Wednesday, July 23, 2014

Don't Worry about the Kids

Don't Worry about the Kids by Jay Neugeboren
Dzanc Books/Open Road Media: 7/8/2014
eBook, 178 pages
ISBN-13: 9781497669413

When Jay Neugeboren's first book of stories was published a quarter century ago, it was hailed by one critic as "the most penetrating and superbly written look at adolescence since J. D. Salinger's Catcher in the Rye." Since then, Neugeboren has published more than fifty new stories, many of which have won prizes and/or been chosen for anthologies. This volume brings together fifteen examples of his best work--stories that are by turns violent and tender, lyric and stark, terrifying and playful, funny and surreal.
Although the voices and settings of these tales are diverse, their central concerns remain constant. Neugeboren explores the precarious nature of family life and those elements--madness, betrayal, loss--that often shape and threaten it. He writes about the mysterious, sad, surprising, and sometimes beautiful ways in which love expresses itself. He reveals how our choices, large and small, inform and define our lives.
Whether writing about a black American musician in Paris or a documentary filmmaker in Maine, about a boy grieving for the death of his father or parents for the loss of their children, about divorce or city life or basketball or mental illness, Neugeboren brings to his craft a profound knowledge of the heart's imperatives.
This volume is the mature, seasoned work of one of our finest writers.
 My Thoughts:
Don't Worry about the Kids by Jay Neugeboren is a highly recommended collection of 15 short stories originally published in 1997 and now being re-released as an eBook by Dzanc Books/Open Road Integrated Media.

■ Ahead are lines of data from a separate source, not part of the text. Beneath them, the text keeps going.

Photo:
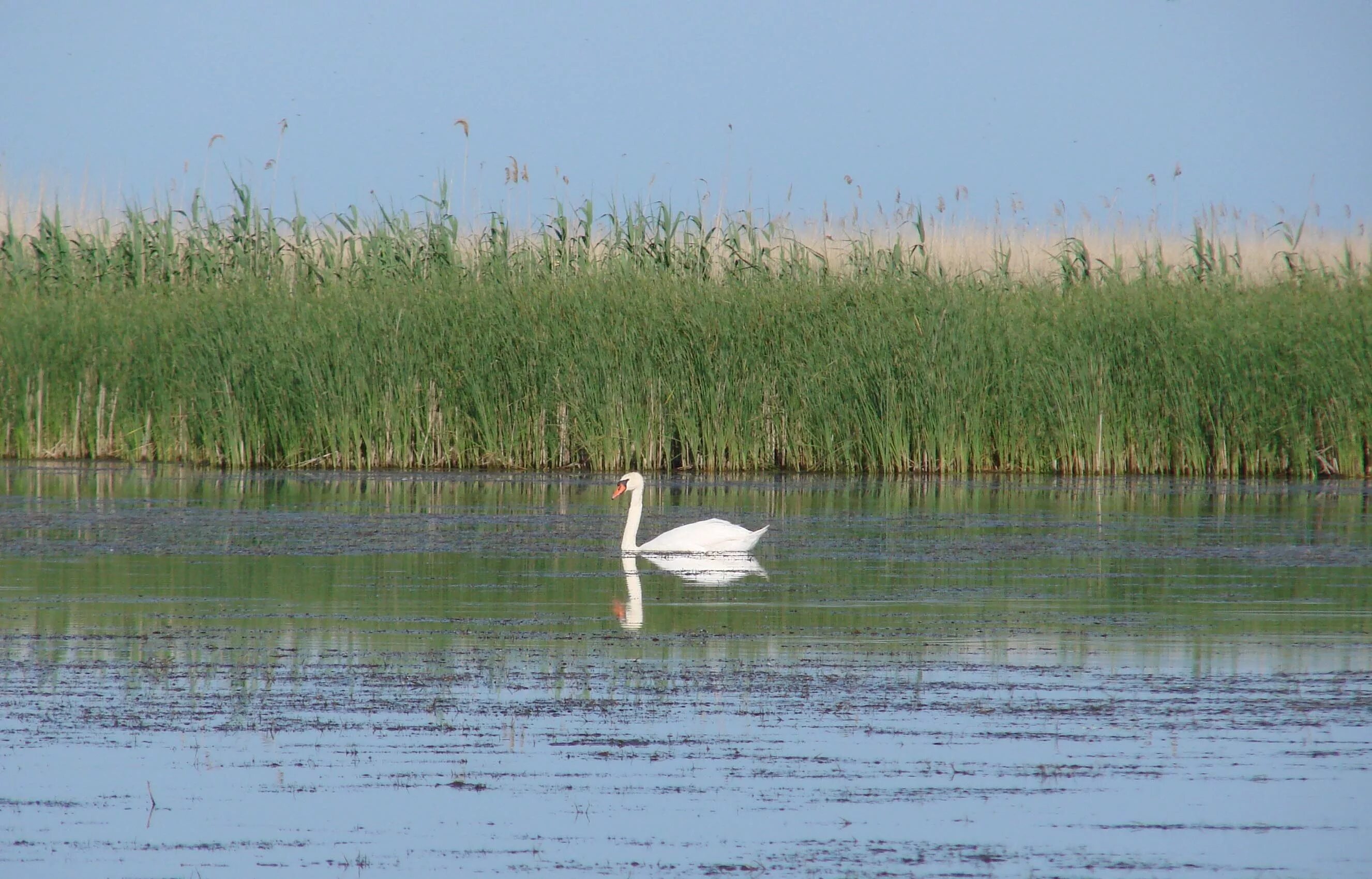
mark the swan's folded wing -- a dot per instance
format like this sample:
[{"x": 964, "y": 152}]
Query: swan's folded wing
[{"x": 708, "y": 536}]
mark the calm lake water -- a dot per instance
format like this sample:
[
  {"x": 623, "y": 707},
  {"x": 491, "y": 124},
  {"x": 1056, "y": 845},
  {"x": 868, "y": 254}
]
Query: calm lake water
[{"x": 334, "y": 674}]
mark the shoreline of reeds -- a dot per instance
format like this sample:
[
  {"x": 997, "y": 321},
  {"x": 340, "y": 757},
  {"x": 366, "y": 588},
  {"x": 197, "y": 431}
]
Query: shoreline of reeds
[{"x": 658, "y": 340}]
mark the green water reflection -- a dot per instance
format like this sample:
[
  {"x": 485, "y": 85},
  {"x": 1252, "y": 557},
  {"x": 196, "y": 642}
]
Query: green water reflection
[{"x": 157, "y": 562}]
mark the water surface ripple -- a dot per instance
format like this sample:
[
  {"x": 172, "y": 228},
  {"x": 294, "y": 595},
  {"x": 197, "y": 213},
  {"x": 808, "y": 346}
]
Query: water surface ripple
[{"x": 330, "y": 674}]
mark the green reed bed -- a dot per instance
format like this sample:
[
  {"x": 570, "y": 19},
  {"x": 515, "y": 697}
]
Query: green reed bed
[{"x": 663, "y": 341}]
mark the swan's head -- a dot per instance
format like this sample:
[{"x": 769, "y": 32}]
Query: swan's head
[{"x": 629, "y": 483}]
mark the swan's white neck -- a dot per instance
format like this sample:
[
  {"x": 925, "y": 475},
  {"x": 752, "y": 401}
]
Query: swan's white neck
[{"x": 636, "y": 513}]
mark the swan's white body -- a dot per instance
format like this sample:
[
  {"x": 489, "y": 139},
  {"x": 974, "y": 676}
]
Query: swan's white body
[{"x": 708, "y": 536}]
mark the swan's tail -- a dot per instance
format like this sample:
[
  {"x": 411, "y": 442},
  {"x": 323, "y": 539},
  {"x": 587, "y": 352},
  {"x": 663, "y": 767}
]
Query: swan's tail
[{"x": 755, "y": 538}]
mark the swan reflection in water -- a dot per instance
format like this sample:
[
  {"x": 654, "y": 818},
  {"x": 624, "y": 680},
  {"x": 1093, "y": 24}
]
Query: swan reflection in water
[
  {"x": 631, "y": 613},
  {"x": 695, "y": 569}
]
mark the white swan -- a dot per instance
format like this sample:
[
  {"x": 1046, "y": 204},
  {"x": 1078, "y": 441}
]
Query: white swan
[{"x": 708, "y": 536}]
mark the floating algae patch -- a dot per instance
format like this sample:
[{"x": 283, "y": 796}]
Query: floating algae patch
[{"x": 225, "y": 675}]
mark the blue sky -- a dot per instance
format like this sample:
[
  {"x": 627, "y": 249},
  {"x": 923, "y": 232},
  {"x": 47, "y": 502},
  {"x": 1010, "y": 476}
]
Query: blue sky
[{"x": 1263, "y": 103}]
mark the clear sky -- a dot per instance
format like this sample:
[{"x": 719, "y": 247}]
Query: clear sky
[{"x": 1263, "y": 103}]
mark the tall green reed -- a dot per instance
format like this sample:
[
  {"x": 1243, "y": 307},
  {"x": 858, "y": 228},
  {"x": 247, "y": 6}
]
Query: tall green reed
[{"x": 652, "y": 338}]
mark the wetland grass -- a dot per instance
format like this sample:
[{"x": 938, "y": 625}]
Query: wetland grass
[{"x": 650, "y": 338}]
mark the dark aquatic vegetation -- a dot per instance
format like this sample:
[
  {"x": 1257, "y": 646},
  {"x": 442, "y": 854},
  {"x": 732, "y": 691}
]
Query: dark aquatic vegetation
[{"x": 413, "y": 674}]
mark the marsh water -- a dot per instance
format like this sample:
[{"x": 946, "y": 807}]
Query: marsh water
[{"x": 212, "y": 674}]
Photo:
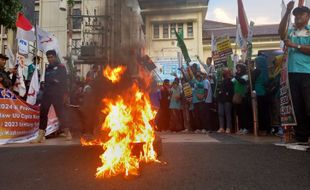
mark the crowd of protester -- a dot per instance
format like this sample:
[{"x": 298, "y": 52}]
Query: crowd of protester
[{"x": 219, "y": 103}]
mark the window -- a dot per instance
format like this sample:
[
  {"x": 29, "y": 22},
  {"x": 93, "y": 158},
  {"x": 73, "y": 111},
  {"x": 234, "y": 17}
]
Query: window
[
  {"x": 76, "y": 46},
  {"x": 77, "y": 19},
  {"x": 165, "y": 30},
  {"x": 156, "y": 31},
  {"x": 180, "y": 27},
  {"x": 190, "y": 29},
  {"x": 172, "y": 29}
]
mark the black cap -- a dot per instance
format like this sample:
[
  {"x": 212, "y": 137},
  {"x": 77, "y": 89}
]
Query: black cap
[
  {"x": 3, "y": 56},
  {"x": 302, "y": 9}
]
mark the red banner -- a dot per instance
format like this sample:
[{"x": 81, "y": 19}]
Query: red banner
[{"x": 19, "y": 122}]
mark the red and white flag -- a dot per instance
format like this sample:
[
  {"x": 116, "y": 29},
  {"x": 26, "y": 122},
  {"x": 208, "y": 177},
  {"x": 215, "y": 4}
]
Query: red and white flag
[
  {"x": 33, "y": 88},
  {"x": 19, "y": 85},
  {"x": 243, "y": 20},
  {"x": 25, "y": 30},
  {"x": 47, "y": 41}
]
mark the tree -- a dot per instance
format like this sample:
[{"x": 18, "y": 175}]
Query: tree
[{"x": 9, "y": 10}]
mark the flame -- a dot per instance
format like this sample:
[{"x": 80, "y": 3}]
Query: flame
[
  {"x": 114, "y": 75},
  {"x": 128, "y": 125}
]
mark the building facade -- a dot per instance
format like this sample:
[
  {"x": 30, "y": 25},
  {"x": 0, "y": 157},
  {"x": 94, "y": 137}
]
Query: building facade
[
  {"x": 99, "y": 31},
  {"x": 162, "y": 18}
]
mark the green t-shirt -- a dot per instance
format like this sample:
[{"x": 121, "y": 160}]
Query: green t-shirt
[{"x": 297, "y": 61}]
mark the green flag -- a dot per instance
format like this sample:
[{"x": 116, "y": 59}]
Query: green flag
[
  {"x": 182, "y": 45},
  {"x": 230, "y": 63}
]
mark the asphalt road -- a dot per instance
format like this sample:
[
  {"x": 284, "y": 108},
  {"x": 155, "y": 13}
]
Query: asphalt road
[{"x": 210, "y": 165}]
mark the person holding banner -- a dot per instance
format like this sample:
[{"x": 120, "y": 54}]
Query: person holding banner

While the protagonist of these stories can vary widely, often they are divorced fathers and/or Jewish men. In several the men have a mentally ill brother, which ties into author Jay Neugeboren's memoir,  Imagining Robert: My Brother, Madness, And Survival. There are a few exceptions to Neugeboren's common themes, such as in "Connorsville, Virginia" where the story is told by a black man.

All of the stories are well written and will hold your attention to the end. Not being a Jewish divorced male from Brooklyn or even remotely interested in sports, some of the stories were a stretch for me. I also felt that many of the female characters were stereotypes and never felt like real people. All in all, though, this is a fine collection and it should please fans of the short story.


Don’t Worry about the Kids - a divorced father talks to the court appointed mediator in a bid to get more time with his kids; an excellent story and perhaps my favorite
Workers to Attention Please - a man fights anti-American protestors with the real reason explained later
The St. Dominick’s Game - a young man is giving it his all for the coach, while concerned about his mother's suitor
Romeo and Julio - an imaginative young man with a mentally ill brother thinks he's found his Juliette
Leaving Brooklyn - a young woman is reflecting on her childhood and life
How I Became an Orphan in 1947 - a car crash results in a mother giving up her child
Minor Sixths, Diminished Sevenths - young man living in Paris reflects on when he and his brother were in a band in the 60's
Fixer’s Home - A former athlete was paid off to fix games
Department of Athletics - a 17 year old young man is biding his time while waiting to hear from the right college
Connorsville, Virginia -  a young black man working for a difficult white sheriff
The Year Between - a couple take a year away from each other
Your Child Has Been Towed - a man in Brooklyn ponders his relationship with the library
What Is the Good Life? - a CIA agent sends his daughter to her death
In Memory of Jane Fogarty - a psychiatrist is named as the beneficiary to a patient's insurance policy but his relatives want the money
Tolstoy in Maine -  a filmmaker hiding in Maine has a fling with a woman who disappears, and then her side of the story is told

Disclosure: My Kindle edition was courtesy of Dzanc Books via Netgalley for review purposes.